O vereador petista Veloso Trindade, candidato a prefeito: disputa acirrada com acusações de compra de voto e de ausência de portas de saída para a pobreza
Foto Ruy Baron / Valor


Guaribas (PI) é parecida com várias cidades do interior do país, com casas humildes, gente simples e ruas estreitas, que alternam barro e paralelepípedos. Mas Guaribas virou vitrine quando foi escolhida, em 2003, para ser o município símbolo do Fome Zero. Quase seis anos depois, o que poderia representar melhoria virou estagnação e acomodação. Distante 800 quilômetros da capital Teresina, Guaribas não cresceu economicamente e os moradores vivem, quase que exclusivamente, das verbas repassadas pelo governo federal.

A produção agrícola local é insignificante. O comércio também. É fácil ver lojas de auto-peças, de artesanato e salões de beleza fechados durante todo o dia, enquanto os moradores desfilam de moto pelas ruas, conversam nas portas das casas ou na praça atrás da Prefeitura. Essa situação angustia a Irmã Augusta Mendes Bispo, uma das duas missionárias - ao lado da Irmã Eleutéria Souza da Costa - designadas pela Igreja para dar aulas nas escolas da cidade. "Essa cidade é muito esquisita", definiu.

Nos seus 30 anos de missão ligadas à Ordem de São José da Concórdia, ela já foi educadora de cidades carentes no Maranhão, Pará e no próprio Piauí. Mas nada se compara à pequena cidade de pouco mais de 4,2 mil habitantes, localizada no sul do Estado. "O pessoal aqui é muito acomodado, tem medo de melhorar e perder o benefício", indicou Irmã Augusta. "Se você olhar o tanto de programa e curso que já entrou aqui e morreu, veria que essa cidade poderia ter mudado muito", acrescentou Irmã Eleutéria.

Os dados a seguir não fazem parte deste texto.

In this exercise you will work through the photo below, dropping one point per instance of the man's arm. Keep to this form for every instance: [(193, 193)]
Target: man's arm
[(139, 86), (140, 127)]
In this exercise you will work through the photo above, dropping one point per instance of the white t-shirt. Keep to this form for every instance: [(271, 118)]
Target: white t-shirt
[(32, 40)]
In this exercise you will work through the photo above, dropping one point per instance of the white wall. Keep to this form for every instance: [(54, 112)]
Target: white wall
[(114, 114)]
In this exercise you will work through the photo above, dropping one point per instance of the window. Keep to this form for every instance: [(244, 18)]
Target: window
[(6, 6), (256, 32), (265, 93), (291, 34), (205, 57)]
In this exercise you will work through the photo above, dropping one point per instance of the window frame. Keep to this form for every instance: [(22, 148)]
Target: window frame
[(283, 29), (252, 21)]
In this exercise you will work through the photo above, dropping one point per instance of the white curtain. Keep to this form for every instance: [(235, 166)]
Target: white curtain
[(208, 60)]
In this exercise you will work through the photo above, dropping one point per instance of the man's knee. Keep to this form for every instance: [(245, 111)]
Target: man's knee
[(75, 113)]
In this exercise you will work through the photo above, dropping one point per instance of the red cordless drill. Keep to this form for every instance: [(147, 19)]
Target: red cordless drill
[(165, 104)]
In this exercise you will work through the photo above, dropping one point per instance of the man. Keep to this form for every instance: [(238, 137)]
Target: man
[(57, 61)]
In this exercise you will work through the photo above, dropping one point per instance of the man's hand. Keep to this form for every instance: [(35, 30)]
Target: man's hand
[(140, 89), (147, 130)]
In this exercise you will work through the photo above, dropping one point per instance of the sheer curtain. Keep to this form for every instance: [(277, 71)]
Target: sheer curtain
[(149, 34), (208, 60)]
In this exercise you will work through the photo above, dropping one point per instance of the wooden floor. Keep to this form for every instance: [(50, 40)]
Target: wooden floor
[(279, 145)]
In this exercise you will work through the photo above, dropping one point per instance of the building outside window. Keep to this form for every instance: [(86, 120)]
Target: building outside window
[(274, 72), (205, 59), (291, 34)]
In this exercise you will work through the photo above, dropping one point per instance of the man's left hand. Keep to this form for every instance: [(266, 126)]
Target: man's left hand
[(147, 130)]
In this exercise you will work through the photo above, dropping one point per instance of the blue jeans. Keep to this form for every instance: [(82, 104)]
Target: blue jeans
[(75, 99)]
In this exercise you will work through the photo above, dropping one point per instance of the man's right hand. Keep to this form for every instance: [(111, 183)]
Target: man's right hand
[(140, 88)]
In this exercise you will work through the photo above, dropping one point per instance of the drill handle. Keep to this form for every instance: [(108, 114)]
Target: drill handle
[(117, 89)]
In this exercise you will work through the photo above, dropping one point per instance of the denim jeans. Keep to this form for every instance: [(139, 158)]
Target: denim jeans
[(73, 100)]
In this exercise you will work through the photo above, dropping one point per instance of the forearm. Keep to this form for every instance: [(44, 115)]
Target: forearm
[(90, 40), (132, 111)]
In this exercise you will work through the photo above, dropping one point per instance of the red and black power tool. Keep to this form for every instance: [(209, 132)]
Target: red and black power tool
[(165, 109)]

De Teresina para Guaribas são 11 horas de carro. As duas estradas que comunicam a cidade aos municípios vizinhos são de areia, barro e buracos em profusão. Emoldurada por uma pedreira da Serra das Confusões e com a origem do nome atrelada a um macaco que vivia pendurado nas costas de um antigo agricultor local - muito antes de ser tornar município, que elegeu seu primeiro prefeito em 1996 - Guaribas tem alguns ficus espalhados, mas apenas uma grande árvore, plantada perto da prefeitura.

Foi embaixo dela que o Fome Zero foi lançado em 2003, com discursos de José Graziano (secretário da Segurança Alimentar e Combate à Fome), Benedita da Silva (secretária de Assistência e Promoção Social) e Ciro Gomes (ministro da Integração Nacional), assegurando que a vida da cidade mudaria. Em 2004, também esteve lá o atual ministro do Desenvolvimento Social, Patrus Ananias. "Eu lembro de uma senhora que me disse: 'Graças a Deus alguém lembrou que a gente existia. Parecia que éramos uma cidade de doentes' ", disse Irmã Augusta.

Cinco anos e meio depois, os avanços são imperceptíveis. O próprio prefeito Ercílio Matias de Andrade (PRB) reconhece que a produção de feijão, a única representativa - as demais são milho e mandioca-, caiu. A ausência da produção de frutas faz a festa de Maria das Mercês Ribeiro Dias, que vem de Caracol, distante 52 quilômetros, nas datas em que são pagos os salários da prefeitura e o Bolsa Família, vender bananas prata e maçãs aos moradores locais. Fica lá 15 dias. Nos outros 15, não aparece, porque o frete é muito caro.

Em Guaribas, 700 famílias em 900 domicílios estão cadastrados para receber o Bolsa Família - em 2003, esse número era de 366 famílias. Até hoje, voluntariamente, ninguém nunca devolveu um cartão. Pior. Quatro dos nove vereadores recebiam o benefício, incluindo o atual presidente da Assembléia Municipal. Só desistiram após pressão do prefeito. Ele inveja relatos de quem abre mão do Bolsa Família após melhorar de vida. "Quando o pessoal vai ter honestidade de fazer isso por aqui"?, questionou o prefeito.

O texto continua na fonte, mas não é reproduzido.